Herhangi bir şeyi satın almak lazım geldiği zaman çarşı-pazara gidip şöyle bir fiyat araştırması yapıyoruz. Öncelikli prensibimiz “kaliteyi ucuza” almaktır. Bu ölçüden hareketle, yaklaşık yarım saat-bir saat içinde üç-beş noktadaki fiyatları öğrenip ona göre kararımızı veriyoruz. Bu sûretle de, çoğu kez isabet kaydediyoruz.
*
Hani, belki inanmayanlar olabilir; ama, bir acı gerçek şudur ki: Yiyecekten giyeceklere, âlet-edevâttan ev eşyasına, bahçe malzemesinden çatı malzemesine kadar, ihtiyaç listesinde her ne varsa, aynı çarşıda dahi fiyatları farklı farklı çıkıyor.
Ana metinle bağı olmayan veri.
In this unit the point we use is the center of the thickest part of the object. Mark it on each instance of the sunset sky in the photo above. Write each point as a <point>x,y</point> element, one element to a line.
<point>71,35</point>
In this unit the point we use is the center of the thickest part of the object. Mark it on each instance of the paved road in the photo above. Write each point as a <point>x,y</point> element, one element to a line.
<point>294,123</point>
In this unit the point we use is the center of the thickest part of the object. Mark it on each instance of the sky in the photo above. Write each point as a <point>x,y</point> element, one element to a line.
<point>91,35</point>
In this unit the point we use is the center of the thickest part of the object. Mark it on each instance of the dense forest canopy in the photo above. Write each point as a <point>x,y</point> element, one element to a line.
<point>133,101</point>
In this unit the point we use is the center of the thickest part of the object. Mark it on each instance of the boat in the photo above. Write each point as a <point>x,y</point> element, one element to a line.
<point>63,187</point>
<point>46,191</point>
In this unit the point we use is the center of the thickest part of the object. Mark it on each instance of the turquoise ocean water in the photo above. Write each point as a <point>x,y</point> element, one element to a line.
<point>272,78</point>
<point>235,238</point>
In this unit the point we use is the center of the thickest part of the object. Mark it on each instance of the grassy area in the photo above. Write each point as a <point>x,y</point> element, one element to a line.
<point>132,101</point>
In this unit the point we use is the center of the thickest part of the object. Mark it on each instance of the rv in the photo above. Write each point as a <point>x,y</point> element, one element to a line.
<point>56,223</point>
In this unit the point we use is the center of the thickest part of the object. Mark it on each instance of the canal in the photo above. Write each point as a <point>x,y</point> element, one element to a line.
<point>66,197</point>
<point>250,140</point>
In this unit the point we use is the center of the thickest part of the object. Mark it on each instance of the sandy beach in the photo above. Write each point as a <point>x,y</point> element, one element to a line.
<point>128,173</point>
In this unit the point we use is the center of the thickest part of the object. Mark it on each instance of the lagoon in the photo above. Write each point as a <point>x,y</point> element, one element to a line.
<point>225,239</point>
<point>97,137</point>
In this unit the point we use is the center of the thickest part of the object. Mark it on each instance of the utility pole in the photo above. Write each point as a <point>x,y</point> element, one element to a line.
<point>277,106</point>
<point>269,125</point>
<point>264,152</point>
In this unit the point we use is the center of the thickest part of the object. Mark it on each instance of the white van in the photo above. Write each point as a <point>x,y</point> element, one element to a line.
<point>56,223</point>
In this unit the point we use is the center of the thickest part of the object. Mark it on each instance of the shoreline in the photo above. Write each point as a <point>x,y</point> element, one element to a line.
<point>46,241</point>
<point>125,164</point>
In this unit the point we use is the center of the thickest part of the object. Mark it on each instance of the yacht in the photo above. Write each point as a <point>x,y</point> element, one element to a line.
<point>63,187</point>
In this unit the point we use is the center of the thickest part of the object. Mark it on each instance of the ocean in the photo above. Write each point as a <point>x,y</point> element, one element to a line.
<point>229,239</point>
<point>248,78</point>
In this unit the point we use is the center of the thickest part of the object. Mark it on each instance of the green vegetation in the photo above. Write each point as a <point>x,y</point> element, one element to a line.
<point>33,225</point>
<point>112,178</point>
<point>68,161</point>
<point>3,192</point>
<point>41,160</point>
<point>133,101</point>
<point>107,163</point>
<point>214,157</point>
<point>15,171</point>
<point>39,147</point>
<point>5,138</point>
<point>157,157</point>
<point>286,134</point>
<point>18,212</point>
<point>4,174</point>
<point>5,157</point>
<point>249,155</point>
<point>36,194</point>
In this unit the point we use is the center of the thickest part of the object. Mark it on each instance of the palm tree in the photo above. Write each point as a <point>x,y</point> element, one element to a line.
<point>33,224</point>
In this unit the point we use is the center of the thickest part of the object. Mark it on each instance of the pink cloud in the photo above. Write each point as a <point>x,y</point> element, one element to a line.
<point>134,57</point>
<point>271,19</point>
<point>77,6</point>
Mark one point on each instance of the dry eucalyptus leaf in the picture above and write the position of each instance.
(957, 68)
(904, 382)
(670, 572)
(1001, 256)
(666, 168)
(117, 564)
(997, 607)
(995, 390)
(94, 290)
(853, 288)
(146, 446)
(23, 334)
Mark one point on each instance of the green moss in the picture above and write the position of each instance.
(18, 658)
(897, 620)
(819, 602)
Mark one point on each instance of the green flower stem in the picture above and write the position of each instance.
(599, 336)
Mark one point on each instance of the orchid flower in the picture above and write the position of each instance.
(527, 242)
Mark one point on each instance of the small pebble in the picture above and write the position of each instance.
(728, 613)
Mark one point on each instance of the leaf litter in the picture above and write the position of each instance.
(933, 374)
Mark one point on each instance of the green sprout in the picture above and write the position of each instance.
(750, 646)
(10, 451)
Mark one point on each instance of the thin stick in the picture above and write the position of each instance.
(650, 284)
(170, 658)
Hem de, bir kısmın farkı fâhiş derecede oluyor.
Hiç abartısız söylüyorum: Aralarında ancak 300-500 metrelik mesafenin bulunduğu bazı dükkân, tezgâh ve mağazalara baktığımızda, aynı mal, aynı kalite, hatta aynı markadan olan ürünler arasında yüzde 50-60, hatta yüzde 90’a varan oranlarda fiyat farkının bulunduğuna defalarca şahit olduk.
Bu da gösteriyor ki, hakikaten piyasalarda güven ve istikrar kalmamış. İstisnalar hariç, hemen herkes tutturabildiği fiyattan satıyor. Dahası, aynı malı farklı müşterilere bile farklı fiyattan satanlara rastlamak mümkün. Meselâ, aynı adam, 50 tl’ye aldığı aynı malı bir müşteriye 80 tl’den satarken, ikinci müşteriye 70’ten, üçüncü müşteriye 60’tan satıyor; paraya sıkıştığında 55’ten de satabiliyor.
*
Bu noktada durup “Zincir marketlerde durum öyle değil” diyenler olabilir. Ona müşahhas şöyle bir misâl verelim: Aynı markanın tıpatıp aynı kalitede ve aynı gramajda olan bir zeytin paketinin fiyatını bizzat kendim araştırdım. Birbirine yakın mesafedeki üç ayrı zincir marketin şubelerine gittim. Aynı zeytin paketinin fiyatlarına baktığımda, küsûratları saymazsak şunu gördüm: Bir markette 45 tl civarından olan aynı paketin ikinci marketteki fiyatı 50 tl, üçüncü marketteki fiyatı ise 55 tl civarında olduğunu tesbit ettim.
Nihayet, hiçbirinden almayarak, mustakil bir markete gidip aynı ürünü 45 tl’nin de altında olan bir fiyattan satın aldım. Mesele bu kadar basit; tablo bu derece fecî.
*
İnsanın maddî imkânı elverişli olsa bile, bir malın kendisine fahiş fiyattan satıldığını öğrendiğinde, ister istemez zoruna gider ve bundan rahatsız olur. Bu sebeple, piyasa ciddiyetini sağlamak için, hem iyice araştırma yapmalı, hem de sünnet olan pazarlık adetini ihmal etmemeli.
Velhasıl, insanlarda “zevk-i selim” inkişâf etmiş. Satın aldığı eşyanın, yahut almış olduğu hizmetin iyi ve güzel olmasını ister; aynı şekilde, bunun hem estetik, hem kalite itibariyle uygun ve hoşa gitmesini arzu eder.
Bu da ancak, iyi bir denetimin yanı sıra “serbest rekabet”in sağlanmasıyla mümkün. Ki, devletin en mühim vazifelerinden biri de budur: Kalite kontrol denetimi ve serbest rekabet imkânı.
Buna mukabil, denetimi zorlaştırıp tarafgir hale getiren ve serbest rekabet imkânını ortadan kaldıran devletin bizzat kendisi olunca, artık orada “tuz kokmuş” ve normal ölçülerin hemen tamamı anormal bir hale gelmiş demektir. Tıpkı, bir süredir piyasalarda yaşanan fecâtte görüldüğü gibi.